Interestingly, the two songs I’ve picked out have a clear negative energy to them, but the overall album doesn’t feel like this; it often talks of embracing potential, of taking life on and making the most of opportunities without shying away. Life can, of course, be painfully hard, but the rewards are there if we keep going. ‘Focal Point’ reminds us that we only get one shot at this, so make it count because ultimately, as Lawrence says, ‘…that’s your lot.’ 
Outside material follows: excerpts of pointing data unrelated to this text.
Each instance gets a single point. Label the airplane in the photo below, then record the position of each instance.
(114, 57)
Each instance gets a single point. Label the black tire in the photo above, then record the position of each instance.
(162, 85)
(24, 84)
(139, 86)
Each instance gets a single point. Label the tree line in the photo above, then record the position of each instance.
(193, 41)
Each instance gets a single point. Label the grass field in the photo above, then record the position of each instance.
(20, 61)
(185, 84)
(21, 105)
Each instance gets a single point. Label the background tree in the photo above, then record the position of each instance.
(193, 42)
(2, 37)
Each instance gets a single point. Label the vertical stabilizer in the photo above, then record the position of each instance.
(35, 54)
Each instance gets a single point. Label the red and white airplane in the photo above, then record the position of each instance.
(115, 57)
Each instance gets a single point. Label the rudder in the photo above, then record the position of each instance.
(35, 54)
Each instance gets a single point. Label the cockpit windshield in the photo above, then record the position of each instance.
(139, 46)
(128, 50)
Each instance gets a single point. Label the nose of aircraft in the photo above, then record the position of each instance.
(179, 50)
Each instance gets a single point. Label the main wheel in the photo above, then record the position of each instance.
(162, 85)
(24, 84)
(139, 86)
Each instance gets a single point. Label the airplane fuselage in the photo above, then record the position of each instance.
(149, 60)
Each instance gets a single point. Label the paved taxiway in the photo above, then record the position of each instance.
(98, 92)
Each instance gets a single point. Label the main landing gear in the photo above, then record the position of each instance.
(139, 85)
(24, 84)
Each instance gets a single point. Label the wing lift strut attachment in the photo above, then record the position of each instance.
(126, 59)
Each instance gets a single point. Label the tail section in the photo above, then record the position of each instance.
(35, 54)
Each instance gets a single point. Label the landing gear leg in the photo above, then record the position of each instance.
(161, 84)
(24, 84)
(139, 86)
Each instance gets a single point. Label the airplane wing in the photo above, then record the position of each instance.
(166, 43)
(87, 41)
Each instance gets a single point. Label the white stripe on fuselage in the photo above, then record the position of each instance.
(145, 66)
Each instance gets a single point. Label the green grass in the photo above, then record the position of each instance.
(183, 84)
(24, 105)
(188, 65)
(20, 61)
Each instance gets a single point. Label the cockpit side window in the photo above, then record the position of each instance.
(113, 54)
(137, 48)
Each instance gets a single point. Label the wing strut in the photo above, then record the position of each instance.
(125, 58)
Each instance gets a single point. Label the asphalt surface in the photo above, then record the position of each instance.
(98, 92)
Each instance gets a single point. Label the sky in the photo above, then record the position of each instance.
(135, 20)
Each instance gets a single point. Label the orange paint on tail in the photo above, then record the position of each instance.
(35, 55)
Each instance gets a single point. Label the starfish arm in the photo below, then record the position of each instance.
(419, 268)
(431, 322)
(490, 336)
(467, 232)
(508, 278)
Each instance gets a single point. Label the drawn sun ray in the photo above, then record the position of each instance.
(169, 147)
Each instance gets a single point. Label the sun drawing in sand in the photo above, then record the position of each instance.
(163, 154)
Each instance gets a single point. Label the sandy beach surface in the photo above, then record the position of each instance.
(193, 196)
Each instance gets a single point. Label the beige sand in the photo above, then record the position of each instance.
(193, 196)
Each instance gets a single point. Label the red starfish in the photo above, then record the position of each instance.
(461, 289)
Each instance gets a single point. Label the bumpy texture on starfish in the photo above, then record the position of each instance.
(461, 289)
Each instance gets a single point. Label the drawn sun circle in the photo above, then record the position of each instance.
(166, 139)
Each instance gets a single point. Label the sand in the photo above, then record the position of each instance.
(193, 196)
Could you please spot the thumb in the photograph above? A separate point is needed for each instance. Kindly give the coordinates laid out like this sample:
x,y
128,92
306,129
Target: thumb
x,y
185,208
I love ‘Existence is Bliss’. With it, DEADLETTER feel as if they’re ascending creatively and playing together beautifully. Each band member has the space to breathe, step up to play and then drift back to let another take over. The songs themselves are very strong and with such a binding cohesion that the album is greater than the sum of its parts. But, I have to say, like Christoph Waltz in Django Unchained and Alan Rickman in basically everything, Nathan Pigott is the consummate scene-stealer. His saxophone playing wails, drones and dances throughout every song and, with every respect to Poppy Richler, has elevated the band’s sound and taken it to new heights. What an album, give it several listens and then tell your friends.